Viviamo in un tempo in cui il progresso tecnologico e scientifico ha espanso le possibilità della creazione musicale: si pensi, ad esempio, ai software per la composizione, alla possibilità di lavorare con ogni tipo di materiale sonoro, alla disponibilità di un’enorme documentazione del repertorio musicale di ogni periodo e luogo, ecc. Ad ogni modo, questo sviluppo implica una caducità dei dispositivi e dei mezzi di produzione del suono, e anche un rischio di appiattimento storico ed estetico delle sorgenti sonore. Come musicista che vive e crea musica in questo continuo corso di trasformazione, tieni in considerazione queste problematiche nel tuo processo creativo?

I modi in cui la musica può essere creata sono in continua evoluzione, così come lo sono i modi in cui essa può essere fruita. Non posso dire se, nel complesso, questi cambiamenti siano un miglioramento o un peggioramento, ma l'unica cosa che mi preoccupa è la ricerca dell'eccellenza. Molte nuove tecnologie sono progettate per aiutare l'utente, per rendere le cose più facili. Spesso possiamo accettare questo aiuto ed usarlo per andare oltre, ma se le cose sono troppo facili e la creazione e il consumo assumono un ritmo troppo veloce, penso che rischiamo qualcosa. Per diventare un grande pianista, o violoncellista, o qualsiasi altro strumentista, sono necessarie centinaia di ore di studio completamente concentrato. C'è forse qualcosa di istintivo in questo processo che incarna un risultato artistico di maggior valore, rispetto a qualcosa che è creato in parte automaticamente? Il Concerto L’Imperatore di Beethoven potrebbe essere stato scritto da una macchina o da un compositore non preparato con l'ausilio di una macchina? E, se ciò fosse possibile, che cosa significherebbe?

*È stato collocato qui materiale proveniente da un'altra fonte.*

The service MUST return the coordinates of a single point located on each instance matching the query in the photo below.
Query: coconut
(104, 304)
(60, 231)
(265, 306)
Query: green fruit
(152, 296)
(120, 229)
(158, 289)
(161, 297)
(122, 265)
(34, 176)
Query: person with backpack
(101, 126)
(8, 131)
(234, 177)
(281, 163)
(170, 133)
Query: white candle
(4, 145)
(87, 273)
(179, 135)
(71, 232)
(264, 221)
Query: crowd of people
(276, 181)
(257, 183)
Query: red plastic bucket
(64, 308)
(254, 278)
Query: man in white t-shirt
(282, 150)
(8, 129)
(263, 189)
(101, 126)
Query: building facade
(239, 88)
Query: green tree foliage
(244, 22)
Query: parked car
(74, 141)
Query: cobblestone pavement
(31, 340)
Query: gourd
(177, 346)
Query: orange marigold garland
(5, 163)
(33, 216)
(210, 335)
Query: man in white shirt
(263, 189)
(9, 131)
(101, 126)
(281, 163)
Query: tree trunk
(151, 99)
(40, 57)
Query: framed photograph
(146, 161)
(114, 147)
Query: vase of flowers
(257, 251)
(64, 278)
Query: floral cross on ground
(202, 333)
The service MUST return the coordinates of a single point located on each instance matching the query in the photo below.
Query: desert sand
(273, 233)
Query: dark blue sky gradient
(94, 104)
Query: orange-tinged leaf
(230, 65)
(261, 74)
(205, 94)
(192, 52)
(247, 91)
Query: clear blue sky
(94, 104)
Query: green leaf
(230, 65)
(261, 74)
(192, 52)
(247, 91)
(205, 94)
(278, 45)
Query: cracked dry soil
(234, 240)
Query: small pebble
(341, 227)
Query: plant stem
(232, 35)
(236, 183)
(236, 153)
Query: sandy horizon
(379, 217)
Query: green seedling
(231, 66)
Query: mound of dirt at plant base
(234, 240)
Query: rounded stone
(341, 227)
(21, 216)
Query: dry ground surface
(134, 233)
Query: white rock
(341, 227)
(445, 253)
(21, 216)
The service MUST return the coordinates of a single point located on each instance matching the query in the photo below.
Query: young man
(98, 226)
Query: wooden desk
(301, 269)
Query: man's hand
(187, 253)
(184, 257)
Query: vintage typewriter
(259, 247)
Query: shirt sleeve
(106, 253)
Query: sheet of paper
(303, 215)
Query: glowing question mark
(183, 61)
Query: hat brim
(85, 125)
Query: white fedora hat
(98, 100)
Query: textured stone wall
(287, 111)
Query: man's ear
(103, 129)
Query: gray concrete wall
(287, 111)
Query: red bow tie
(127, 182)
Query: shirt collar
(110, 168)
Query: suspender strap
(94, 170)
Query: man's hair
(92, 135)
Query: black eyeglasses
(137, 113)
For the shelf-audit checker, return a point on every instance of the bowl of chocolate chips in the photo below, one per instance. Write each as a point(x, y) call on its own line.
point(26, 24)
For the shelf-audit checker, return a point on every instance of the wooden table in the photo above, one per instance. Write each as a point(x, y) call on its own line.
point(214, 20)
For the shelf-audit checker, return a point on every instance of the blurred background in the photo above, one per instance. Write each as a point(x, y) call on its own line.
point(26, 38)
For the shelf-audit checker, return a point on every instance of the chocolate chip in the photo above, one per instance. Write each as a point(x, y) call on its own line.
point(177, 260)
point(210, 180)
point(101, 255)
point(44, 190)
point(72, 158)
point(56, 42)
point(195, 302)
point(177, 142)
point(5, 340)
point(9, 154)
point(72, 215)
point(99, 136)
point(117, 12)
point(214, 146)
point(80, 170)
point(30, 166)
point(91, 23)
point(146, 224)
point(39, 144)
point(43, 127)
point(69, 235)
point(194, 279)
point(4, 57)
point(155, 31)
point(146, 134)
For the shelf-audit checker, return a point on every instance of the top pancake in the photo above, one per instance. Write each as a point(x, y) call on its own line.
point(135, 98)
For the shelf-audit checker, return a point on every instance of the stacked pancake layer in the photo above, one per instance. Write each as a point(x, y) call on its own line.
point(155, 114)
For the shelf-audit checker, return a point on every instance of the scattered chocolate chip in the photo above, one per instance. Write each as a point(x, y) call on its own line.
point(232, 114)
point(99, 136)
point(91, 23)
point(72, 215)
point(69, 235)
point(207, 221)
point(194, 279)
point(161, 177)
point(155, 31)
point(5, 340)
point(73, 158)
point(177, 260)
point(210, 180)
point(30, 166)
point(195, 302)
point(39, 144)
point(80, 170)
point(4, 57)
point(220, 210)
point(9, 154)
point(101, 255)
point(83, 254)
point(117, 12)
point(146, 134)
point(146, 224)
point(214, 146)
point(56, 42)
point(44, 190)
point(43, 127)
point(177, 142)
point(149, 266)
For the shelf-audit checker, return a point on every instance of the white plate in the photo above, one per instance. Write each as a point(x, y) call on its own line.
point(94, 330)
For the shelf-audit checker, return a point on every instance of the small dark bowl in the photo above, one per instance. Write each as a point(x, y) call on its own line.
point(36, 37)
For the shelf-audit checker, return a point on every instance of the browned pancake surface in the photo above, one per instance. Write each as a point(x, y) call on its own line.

Da un punto di vista personale, gran parte della musica che faccio proviene dalla sperimentazione, in particolare per quanto riguarda gli elementi di creazione del suono. È una cosa che mi piace molto e accolgo tutte le nuove tecnologie musicali, ma spesso mi interrogo sul valore reale di ciò che sto creando, ed è possibile che i miei metodi tecnologicamente affidabili abbiano una parte in questo dibattito. Mi sento sempre profondamente intimidito quando incontro un musicista che suona uno strumento.

[1891,1892]

Potresti indicarci una playlist di 5 lavori (tuoi o di altri artisti) che colleghi al tema della nostra mostra, “la fine del mondo”, e spiegarci quali sono le ragioni di questa selezione?

 

1. River Mara at Dawn - Chris Watson

2. Lacrimosa - Zbigneiw Preisner

3. Vatnajokull - Chris Watson

4. Disintegration Loops, pt.1 - William Basinski

5. Lechten - Chris Watson

6. Symphony No. 3, pt. 3 - Henryk Gorecki

 

Se l'umanità non lascia la Terra e non colonizza altri pianeti c'è una probabilità molto alta che essa non sopravvivrà così a lungo da testimoniare la fine del pianeta. In questo caso, ci sarà un periodo di tempo sulla Terra in cui noi non ci saremo più e tutto ciò che abbiamo costruito si disintegrerà e la natura ritornerà a prevalere. C'è qualcosa di affascinante, quasi rassicurante in questo pensiero, ed è quello che mi piace prendere in considerazione durante l'ascolto dei field recordings. Così, in questo elenco, ho inserito tre brani di Chris Watson. Le tre scelte musicali parlano da sole.